Modern binary options are classified according to different criteria, which allows traders to study the features of a particular direction of investment, without being distracted by common questions.

Two main types of BO:

• Betting. They are used by brokers to perform the necessary operations online. But only reputable companies provide their customers with the opportunity to enter into transactions that correspond to the real situation on the market. Scammers independently “draw” graphs, analytical tables, etc. they need.

• Exchange or real options. These tools provide real transactions when the buyer is looking for the seller of interest. In this case, it is impossible to determine the amount of potential profit.

Depending on the type of forecast, the following BO’s are distinguished:

• Up down. It is necessary to show the direction of change in the value of the asset.

• Touch / touch. The trader determines whether the price of the asset reaches a certain level, or this does not happen, before the end of the selected period.

• Range. The price should either hold within the selected interval, or leave it.

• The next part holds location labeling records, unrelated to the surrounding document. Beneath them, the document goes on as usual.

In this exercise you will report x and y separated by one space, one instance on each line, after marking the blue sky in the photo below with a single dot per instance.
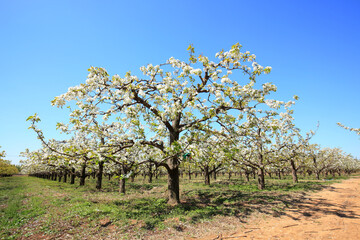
47 46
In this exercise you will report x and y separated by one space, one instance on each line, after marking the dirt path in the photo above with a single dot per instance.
333 213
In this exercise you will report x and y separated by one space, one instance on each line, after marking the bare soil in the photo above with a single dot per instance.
333 213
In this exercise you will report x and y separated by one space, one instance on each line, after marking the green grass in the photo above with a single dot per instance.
34 207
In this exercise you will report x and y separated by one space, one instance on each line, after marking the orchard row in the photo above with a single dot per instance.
188 116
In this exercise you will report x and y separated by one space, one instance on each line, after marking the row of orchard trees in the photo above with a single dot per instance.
6 168
213 115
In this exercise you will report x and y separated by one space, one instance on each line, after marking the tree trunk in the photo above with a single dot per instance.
173 181
72 174
207 175
247 174
83 175
293 171
151 173
99 175
122 182
261 178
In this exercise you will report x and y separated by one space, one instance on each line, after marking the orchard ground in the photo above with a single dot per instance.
33 208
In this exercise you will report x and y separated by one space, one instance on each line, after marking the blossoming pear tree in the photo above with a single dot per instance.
172 99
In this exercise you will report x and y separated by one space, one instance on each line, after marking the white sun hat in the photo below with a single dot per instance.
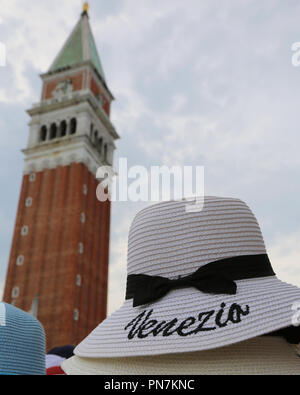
196 281
258 356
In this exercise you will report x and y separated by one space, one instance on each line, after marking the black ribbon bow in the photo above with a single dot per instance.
148 289
214 278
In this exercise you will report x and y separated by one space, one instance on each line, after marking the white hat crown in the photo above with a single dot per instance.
166 240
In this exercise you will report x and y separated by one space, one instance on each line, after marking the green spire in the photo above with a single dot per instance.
79 47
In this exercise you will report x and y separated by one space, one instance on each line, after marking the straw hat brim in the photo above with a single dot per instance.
270 307
259 356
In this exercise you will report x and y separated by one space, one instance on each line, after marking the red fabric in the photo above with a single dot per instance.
55 371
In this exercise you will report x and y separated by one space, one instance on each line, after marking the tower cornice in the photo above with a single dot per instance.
75 98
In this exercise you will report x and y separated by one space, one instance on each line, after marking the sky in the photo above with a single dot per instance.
202 83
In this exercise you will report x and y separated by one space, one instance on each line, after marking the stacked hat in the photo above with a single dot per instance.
22 343
199 279
55 357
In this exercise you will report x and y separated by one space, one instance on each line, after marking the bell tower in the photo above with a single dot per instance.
58 265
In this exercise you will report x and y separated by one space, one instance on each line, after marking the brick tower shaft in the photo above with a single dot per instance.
58 266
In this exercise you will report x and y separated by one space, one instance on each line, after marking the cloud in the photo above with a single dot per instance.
285 257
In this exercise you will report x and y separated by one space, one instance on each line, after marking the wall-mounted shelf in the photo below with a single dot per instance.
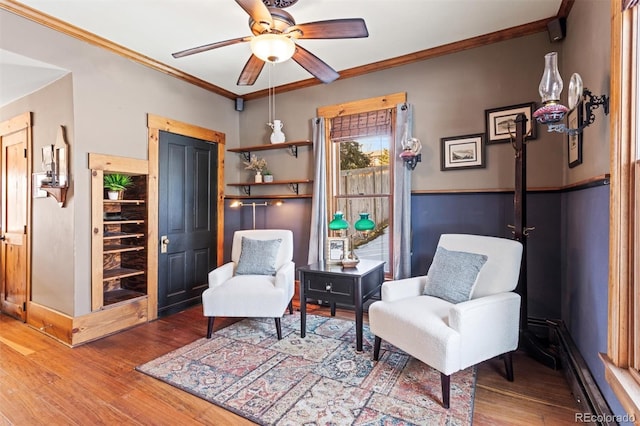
294 185
292 146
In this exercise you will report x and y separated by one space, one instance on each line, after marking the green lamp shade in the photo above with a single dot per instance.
338 223
364 223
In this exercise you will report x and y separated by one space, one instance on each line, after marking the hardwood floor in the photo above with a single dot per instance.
43 382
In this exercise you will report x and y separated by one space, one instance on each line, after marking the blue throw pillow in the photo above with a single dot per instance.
452 274
258 257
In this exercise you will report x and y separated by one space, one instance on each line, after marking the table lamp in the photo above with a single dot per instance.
339 224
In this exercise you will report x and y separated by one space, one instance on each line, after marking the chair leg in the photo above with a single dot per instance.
278 328
446 386
376 348
210 327
508 365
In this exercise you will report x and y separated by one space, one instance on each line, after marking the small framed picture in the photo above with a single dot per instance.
574 142
337 247
462 152
501 122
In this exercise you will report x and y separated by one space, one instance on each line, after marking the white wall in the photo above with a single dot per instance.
111 99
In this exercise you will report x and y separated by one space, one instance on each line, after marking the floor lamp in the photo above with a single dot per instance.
529 341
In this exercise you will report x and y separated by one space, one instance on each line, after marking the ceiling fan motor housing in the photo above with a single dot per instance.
281 22
279 3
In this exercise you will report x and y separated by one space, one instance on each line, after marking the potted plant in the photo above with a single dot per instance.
257 165
115 184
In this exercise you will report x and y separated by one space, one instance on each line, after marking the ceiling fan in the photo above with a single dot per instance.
268 20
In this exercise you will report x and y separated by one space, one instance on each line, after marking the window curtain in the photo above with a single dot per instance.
319 220
401 250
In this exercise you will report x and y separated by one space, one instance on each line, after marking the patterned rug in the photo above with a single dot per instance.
318 380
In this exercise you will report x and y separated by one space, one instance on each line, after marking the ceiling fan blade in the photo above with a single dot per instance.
210 46
251 71
257 11
335 28
314 65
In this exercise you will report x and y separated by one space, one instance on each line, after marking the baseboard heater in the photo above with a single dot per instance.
584 388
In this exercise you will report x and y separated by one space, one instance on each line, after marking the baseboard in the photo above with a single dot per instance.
74 331
584 388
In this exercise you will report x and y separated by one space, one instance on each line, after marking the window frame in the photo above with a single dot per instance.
357 107
622 359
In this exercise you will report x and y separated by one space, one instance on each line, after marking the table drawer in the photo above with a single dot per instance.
330 288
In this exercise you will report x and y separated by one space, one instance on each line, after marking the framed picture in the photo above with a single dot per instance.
337 247
574 142
501 122
462 152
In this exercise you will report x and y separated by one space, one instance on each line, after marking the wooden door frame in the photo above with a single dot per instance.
155 124
7 127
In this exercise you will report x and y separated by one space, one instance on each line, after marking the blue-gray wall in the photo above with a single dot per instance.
567 252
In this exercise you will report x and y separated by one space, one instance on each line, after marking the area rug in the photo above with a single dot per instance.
318 380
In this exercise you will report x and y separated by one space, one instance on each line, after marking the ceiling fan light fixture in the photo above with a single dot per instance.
273 48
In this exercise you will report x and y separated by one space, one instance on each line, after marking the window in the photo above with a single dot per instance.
622 361
360 146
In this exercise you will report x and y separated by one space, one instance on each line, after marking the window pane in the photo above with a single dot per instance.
363 166
363 187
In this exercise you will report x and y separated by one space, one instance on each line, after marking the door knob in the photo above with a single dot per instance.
164 244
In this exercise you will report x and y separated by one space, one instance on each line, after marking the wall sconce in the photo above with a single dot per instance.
253 206
411 153
552 112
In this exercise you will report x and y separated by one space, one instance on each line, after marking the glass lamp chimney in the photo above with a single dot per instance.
551 84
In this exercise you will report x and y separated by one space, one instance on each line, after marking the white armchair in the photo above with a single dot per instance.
258 282
480 322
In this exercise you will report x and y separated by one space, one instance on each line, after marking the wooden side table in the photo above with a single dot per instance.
332 283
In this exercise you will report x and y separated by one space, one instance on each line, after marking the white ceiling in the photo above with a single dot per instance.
157 28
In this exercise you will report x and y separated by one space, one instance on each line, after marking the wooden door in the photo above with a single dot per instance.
187 220
14 251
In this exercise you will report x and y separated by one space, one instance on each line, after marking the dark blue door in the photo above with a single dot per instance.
187 220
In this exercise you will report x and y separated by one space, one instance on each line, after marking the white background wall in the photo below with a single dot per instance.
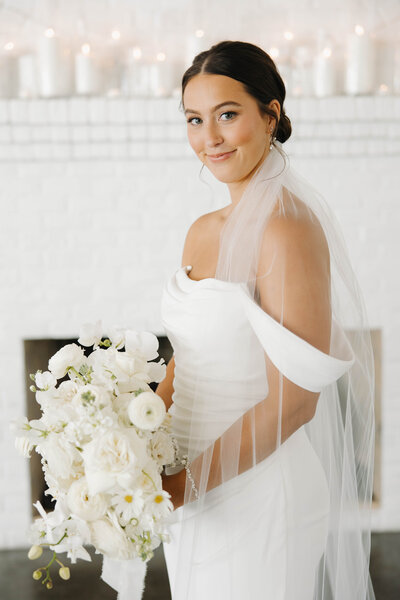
91 227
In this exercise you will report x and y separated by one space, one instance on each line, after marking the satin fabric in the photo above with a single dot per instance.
287 493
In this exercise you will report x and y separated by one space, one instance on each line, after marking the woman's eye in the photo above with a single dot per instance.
229 112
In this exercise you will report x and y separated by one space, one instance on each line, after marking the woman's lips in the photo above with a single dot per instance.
221 156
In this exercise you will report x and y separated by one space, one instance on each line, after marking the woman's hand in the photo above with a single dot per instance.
175 486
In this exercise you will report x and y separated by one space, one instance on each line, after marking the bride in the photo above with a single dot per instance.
271 399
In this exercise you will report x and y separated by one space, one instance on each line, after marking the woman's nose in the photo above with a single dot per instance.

You also need to highlight the varieties of BO, which are classified by underlying asset: forex / currency, stock, commodity and interest BO.

Forex (currency) options

A large selection of currency pairs provided by broker companies allow traders to choose an operation for which large investments are not needed, which can be considered the first difference between the considered instruments and other BOs.

Currency options provide an opportunity to insure the risks of classic purchase / sale transactions in the Forex market. This feature also highlights the options under consideration from similar operations on other underlying assets. On currency exchanges, a trader has the opportunity to carry out operations with a short maturity date.

After a detailed analysis of economic news, you have the opportunity to conclude several transactions that compensate each other, allowing you to stay in the “plus”, regardless of subsequent events in the foreign exchange market. Other binary options can not be used by a similar algorithm.

Work on the currency exchange, including the implementation of operations with forex options, unlike other markets for financial assets, allows you to control the situation, using for these purposes numerous sources of information. This nullifies the likelihood of fraud by traders, scammers who provide their clients with fake schedules, reports, expert forecasts, etc.

And one more important reminder, always pay attention to the marketplace where you are working. The main criteria for selection are the “age” of the brokerage company and the availability of a license / certificate issued by authoritative regulators of financial markets.


“General Risk Warning: Binary options and cryptocurrency trading carry a high level of risk and can result in the loss of all your funds.”